En conséquence, en l'absence de réception expresse des travaux, le constat d'une réception tacite ou le prononcé d'une réception judiciaire relèvent de la compétence exclusive du juge du fond puisqu'elle nécessite une interprétation des éléments contractuel et factuel dont se prévalent les parties.
Dès lors, en présence d'une contestation sérieuse quant à la réception des travaux et à l'exigibilité de la facture, il n'y a pas lieu à référé sur la demande principale en paiement provisionnel de la facture et des pénalités de retard.
S'agissant de la demande provisionnelle à titre de dommages et intérêts
L'article 835 alinéa 2 du code de procédure civile prévoit que dans les cas où l'existence d'une obligation n'est pas sérieusement contestable, le juge des référés peut accorder une provision au créancier ou ordonner l'exécution de l'obligation même s'il s'agit d'une obligation de faire.
Au cas présent, comme précédemment développé, il existe une contestation sérieuse sur la réception des travaux réalisés par la SAS EUROPA HABITAT.
En outre, Madame [N] [U] a fait valoir plusieurs désordres par message SMS adressés à un dénommé « [G] » dont il n'est pas contesté par la demanderesse qu'il s'agit de son représentant.

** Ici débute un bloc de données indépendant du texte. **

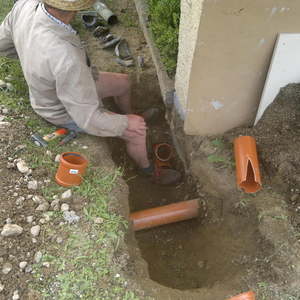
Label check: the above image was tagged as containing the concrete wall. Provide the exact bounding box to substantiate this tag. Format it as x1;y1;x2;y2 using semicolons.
175;0;203;119
176;0;300;135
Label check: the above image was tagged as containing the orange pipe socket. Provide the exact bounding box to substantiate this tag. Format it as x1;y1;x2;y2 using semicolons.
234;136;261;193
153;143;173;170
129;199;199;231
55;152;88;187
227;291;255;300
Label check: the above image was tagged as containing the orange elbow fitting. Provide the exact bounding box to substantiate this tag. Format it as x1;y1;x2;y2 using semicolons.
129;199;199;231
227;291;255;300
234;136;261;193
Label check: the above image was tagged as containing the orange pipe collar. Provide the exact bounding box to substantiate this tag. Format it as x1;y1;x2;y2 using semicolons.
129;199;199;231
55;152;88;187
234;136;261;193
227;291;255;300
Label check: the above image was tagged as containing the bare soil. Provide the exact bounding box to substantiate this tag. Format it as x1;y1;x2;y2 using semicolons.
0;0;300;300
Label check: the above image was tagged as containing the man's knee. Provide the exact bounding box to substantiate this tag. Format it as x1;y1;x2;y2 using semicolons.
119;74;131;94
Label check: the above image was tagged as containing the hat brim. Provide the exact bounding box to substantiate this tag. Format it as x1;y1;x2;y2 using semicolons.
43;0;95;11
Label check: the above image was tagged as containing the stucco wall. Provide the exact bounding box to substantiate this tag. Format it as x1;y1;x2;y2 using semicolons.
175;0;203;118
176;0;300;135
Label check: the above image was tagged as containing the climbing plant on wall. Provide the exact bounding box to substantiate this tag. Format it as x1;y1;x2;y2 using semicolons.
148;0;180;77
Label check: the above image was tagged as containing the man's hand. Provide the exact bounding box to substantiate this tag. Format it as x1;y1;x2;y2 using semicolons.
127;115;147;135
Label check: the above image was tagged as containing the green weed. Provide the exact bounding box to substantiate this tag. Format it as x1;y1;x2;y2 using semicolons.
148;0;180;76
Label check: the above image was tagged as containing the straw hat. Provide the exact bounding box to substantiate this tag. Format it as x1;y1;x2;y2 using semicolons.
43;0;95;11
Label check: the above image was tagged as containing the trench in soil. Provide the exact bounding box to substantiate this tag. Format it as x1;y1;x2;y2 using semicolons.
110;112;267;290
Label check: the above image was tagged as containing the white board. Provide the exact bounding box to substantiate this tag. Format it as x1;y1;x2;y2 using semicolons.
254;33;300;125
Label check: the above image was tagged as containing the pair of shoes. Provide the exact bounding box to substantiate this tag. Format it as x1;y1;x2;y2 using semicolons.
81;12;104;30
93;26;121;49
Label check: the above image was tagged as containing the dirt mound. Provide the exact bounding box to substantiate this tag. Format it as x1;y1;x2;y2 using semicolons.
229;84;300;192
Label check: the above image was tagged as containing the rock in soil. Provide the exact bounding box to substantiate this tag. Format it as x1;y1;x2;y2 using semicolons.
1;224;23;237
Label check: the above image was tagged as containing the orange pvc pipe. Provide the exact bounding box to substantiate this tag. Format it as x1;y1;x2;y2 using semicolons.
234;136;261;193
227;291;255;300
55;152;88;187
129;199;199;231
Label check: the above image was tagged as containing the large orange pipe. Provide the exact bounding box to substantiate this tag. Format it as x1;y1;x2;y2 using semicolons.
234;136;261;193
129;199;199;231
227;291;255;300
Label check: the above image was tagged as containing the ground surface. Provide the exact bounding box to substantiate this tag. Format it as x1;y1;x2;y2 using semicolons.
0;0;300;300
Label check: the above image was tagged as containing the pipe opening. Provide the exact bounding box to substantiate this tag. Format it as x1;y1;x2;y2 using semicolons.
240;160;261;193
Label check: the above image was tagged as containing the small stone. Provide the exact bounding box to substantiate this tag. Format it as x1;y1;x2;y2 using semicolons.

Ces messages portent sur un trou dans le parquet (message du 8 décembre 2022 auquel ledit [G] a répondu qu'il essaiera d'y remédier), le volet roulant de la cuisine (message des 9 et 24 mars 2023 auxquels le dit [G] a répondu qu'il passerait voir) et la suppression d'une arrivée électrique (message du 16 avril 2023 auquel le dit [G] n'a pas répondu). La persistance de désordres au niveau du parquet et du volet de la cuisine est confirmée par un procès-verbal établi par un commissaire de justice en date du 28 mai 2024, qui y ajoute d'autres désordres au niveau d'autres volets roulants et d'un trou dans un mur sans toutefois qu'un élément permette d'établir avec évidence leur lien de causalité avec les travaux réalisés. De même, aucun élément ne vient corroborer l'existence d'une fuite d'eau comme évoquée dans les écritures de la défenderesse.
Par ailleurs, Madame [N] [U] ne produit aucun élément permettant de chiffrer le coût des réparations envisagées.
Ainsi, il ne résulte d'aucun des éléments produits que le principe comme le quantum de la responsabilité de la SAS EUROPA HABITAT dans le préjudice invoqué par la SAS EUROPA HABITAT seraient démontrés avec l'évidence requise devant le juge des référés, dans des conditions de nature à permettre l'octroi d'une provision.
Il n'y a, dès lors, lieu à référé sur cette demande.
Sur les frais et dépens
En absence de partie perdante, chacune des parties conservera la charge de ses dépens.
Dès lors, des considérations d'équité conduisent à ne pas faire application de l'article 700 du Code de procédure civile.
PAR CES MOTIFS,
Le juge des référés, statuant, après débats en audience publique, par ordonnance contradictoire rendue par voie de mise à disposition au greffe et en premier ressort,
DIT n'y avoir lieu à référé sur l'ensemble des demandes formées tant par la SAS EUROPA HABITAT que Madame [N] [U] en paiement d'une provision ;
REJETTE les demandes en application de l'article 700 du code de procédure civile ;
LAISSE à chacune des parties la charge de ses dépens de l'instance en référé ;
RAPPELLE que la présente décision est exécutoire de plein droit.
Ainsi fait et prononcé par mise à disposition au greffe, le 23 juillet 2024, et nous avons signé avec le greffier.